Well, last month I drove two lakes over… past Hammondsport on Keuka Lake, through Watkins Glen on Seneca Lake… and made a trip to Ithaca, on Cayuga Lake.

*It’s always a good drive from Bath, through some of the finest countryside in the central Finger Lakes, and through hamlets such as Tyrone, Bennettsburg, Mecklenburg, and Burdett, past farms and vineyards and churches and cemeteries, between the “Little Lakes” and through plenty of forest.

*Everybody in my family likes to visit Ithaca, but it also makes a good place for me to go when I have to think things through alone. And overall, it’s just a good place to visit. We first did so back in 1995, when my parents sent us money and told us to go away for a few days before my wife’s (highly successful!) open-heart surgery. (This was also the first time we saw Watkins or Penn Yan, but that’s another story.

*In this space a few weeks ago we talked about my time in Sapsucker Woods, northeast of the city, and there are other very special places out on the fringe. It’s a nice level walk in to Taughannock Falls, with its straight drop even higher than Niagara’s. At Robert Treman State Park we once walked a beaver galumph down the terraces alongside another waterfall, then slip into the pool.

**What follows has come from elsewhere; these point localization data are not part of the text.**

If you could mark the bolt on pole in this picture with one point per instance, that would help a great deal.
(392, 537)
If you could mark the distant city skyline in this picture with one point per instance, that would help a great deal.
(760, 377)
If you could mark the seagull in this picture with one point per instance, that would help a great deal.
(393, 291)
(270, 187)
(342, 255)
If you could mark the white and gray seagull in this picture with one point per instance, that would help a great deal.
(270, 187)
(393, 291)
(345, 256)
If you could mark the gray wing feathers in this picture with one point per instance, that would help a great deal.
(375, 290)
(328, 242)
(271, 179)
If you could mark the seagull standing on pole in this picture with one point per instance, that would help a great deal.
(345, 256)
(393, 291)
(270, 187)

And Museum of the Earth is definitely worth a visit.

*For me the beating heart of Ithaca is The Commons, the downtown pedestrian mall with its events, its eateries, its art galleries, and its wildly-varied shops. One World Market (formerly Ten Thousand Villages) has fair-trade crafts from around the globe. Alphabet Soup emphasizes imaginative toys and games. Outdoor Store has been purveying bikes, outdoor clothing, and other gear for over half a century. Titus Gallery carries watercolors, African art, and antiques from around the world.

*I myself never miss Autumn Leaves, that marvelous three-level used book store… OR Comics for Collectors, around the corner in Collegetown. Going to either of them always lifts my spirits.

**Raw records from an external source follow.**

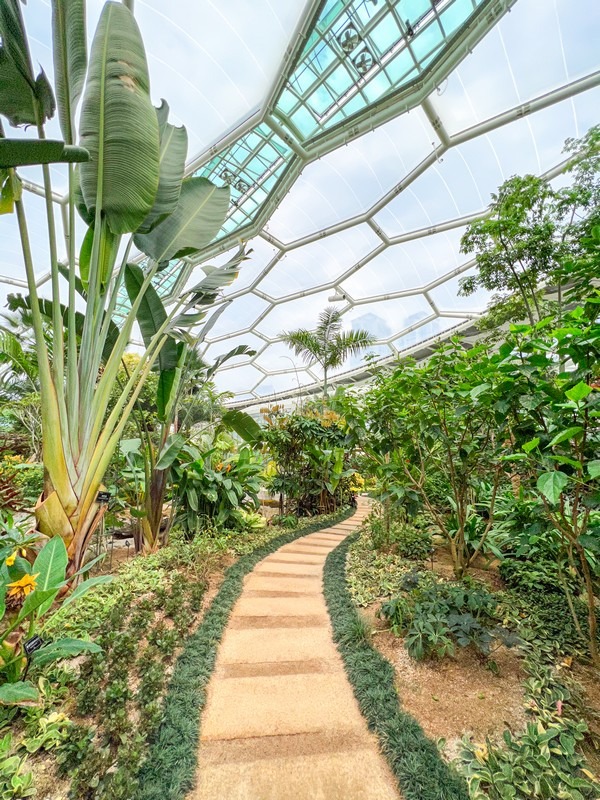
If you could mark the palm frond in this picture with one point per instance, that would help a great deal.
(330, 322)
(305, 344)
(347, 344)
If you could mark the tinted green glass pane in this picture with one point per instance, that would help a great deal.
(454, 16)
(385, 35)
(426, 41)
(304, 121)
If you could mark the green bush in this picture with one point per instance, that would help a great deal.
(541, 763)
(539, 577)
(437, 616)
(413, 758)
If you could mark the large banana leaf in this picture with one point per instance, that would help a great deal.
(173, 149)
(23, 97)
(17, 102)
(107, 253)
(195, 222)
(17, 302)
(118, 124)
(70, 60)
(151, 317)
(243, 424)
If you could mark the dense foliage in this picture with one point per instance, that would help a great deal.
(310, 464)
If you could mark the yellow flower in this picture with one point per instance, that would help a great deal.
(23, 586)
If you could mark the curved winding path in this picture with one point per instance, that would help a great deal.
(281, 721)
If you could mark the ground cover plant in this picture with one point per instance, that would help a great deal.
(168, 772)
(310, 466)
(93, 722)
(414, 759)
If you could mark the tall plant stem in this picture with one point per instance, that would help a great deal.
(72, 372)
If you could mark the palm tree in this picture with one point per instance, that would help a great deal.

*Moosewood Restaurant, just off the Commons proper, has been driving America’s interest in vegetarian cooking since 1973. Collegetown Bagels is always crowded, for very good reasons. Shortstop Deli opened up with a very simple mission statement: the best sub in Ithaca. It’s been open since 1978, so it seems to be meeting its mission. The State Diner started out as a manufactured designer eighty years ago, in 1936; having eaten there repeatedly myself, I can say that they are, in fact, doing something right.

*The Commons recently completed a multi-year renovation and is sort of sparkly right now, but will soon look lived-in again. A small section of the old trolley tracks is preserved, and an obelisk in the center of the Commons marks the start of the Sagan Planet Walk. This is a fun walk that ends up three-quarters of a mile away, at the Ithaca Sciencenter. The planets, the asteroids, and Pluto are spaced off proportionally to their actual distances, and represented in obelisks at their proportional sizes. If you really want to “go the distance,” the Planet Walk also includes our nearest star group, including Alpha Centauri, proportionally set in Hawaii.

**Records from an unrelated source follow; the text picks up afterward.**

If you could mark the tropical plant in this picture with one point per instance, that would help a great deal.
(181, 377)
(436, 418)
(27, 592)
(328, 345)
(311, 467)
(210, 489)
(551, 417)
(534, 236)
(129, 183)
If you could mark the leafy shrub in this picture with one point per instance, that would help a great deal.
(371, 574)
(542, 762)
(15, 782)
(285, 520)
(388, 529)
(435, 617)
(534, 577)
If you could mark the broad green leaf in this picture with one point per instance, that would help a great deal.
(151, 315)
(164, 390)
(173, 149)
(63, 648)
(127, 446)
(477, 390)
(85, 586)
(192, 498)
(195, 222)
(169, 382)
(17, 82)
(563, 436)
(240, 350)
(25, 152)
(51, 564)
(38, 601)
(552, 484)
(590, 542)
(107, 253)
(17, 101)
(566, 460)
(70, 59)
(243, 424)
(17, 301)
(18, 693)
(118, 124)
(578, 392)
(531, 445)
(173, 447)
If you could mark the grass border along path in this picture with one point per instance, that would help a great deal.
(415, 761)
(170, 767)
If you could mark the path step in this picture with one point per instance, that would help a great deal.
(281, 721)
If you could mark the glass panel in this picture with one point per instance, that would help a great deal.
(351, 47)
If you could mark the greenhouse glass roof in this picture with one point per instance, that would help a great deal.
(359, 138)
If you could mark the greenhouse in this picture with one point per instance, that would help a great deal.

*Get out from the Commons and the downtown area and you can find Ithaca Falls, plus other falls and gorges for which the city is famed. Cornell Plantation is a 175-acre arboretum and botanical garden, including lovely Beebe Lake.

*Of course we can’t talk about Ithaca without Ithaca College and Cornell University. Cornell is our state’s land-grant institution; its 1865 creation was a huge step in making college accessible to New Yorkers. A recent count showed 22,000 students at Cornell, plus three Nobel Prize winners, four Pulitzer Prize winners, and five MacArthur “Genius” grant recipients. In all 41 Nobel Prizes have gone to people who were either faculty or students at Cornell. All of this guarantees that a trip to Ithaca will find a zest, and even a goofiness, that offers a lot of fun. I like it.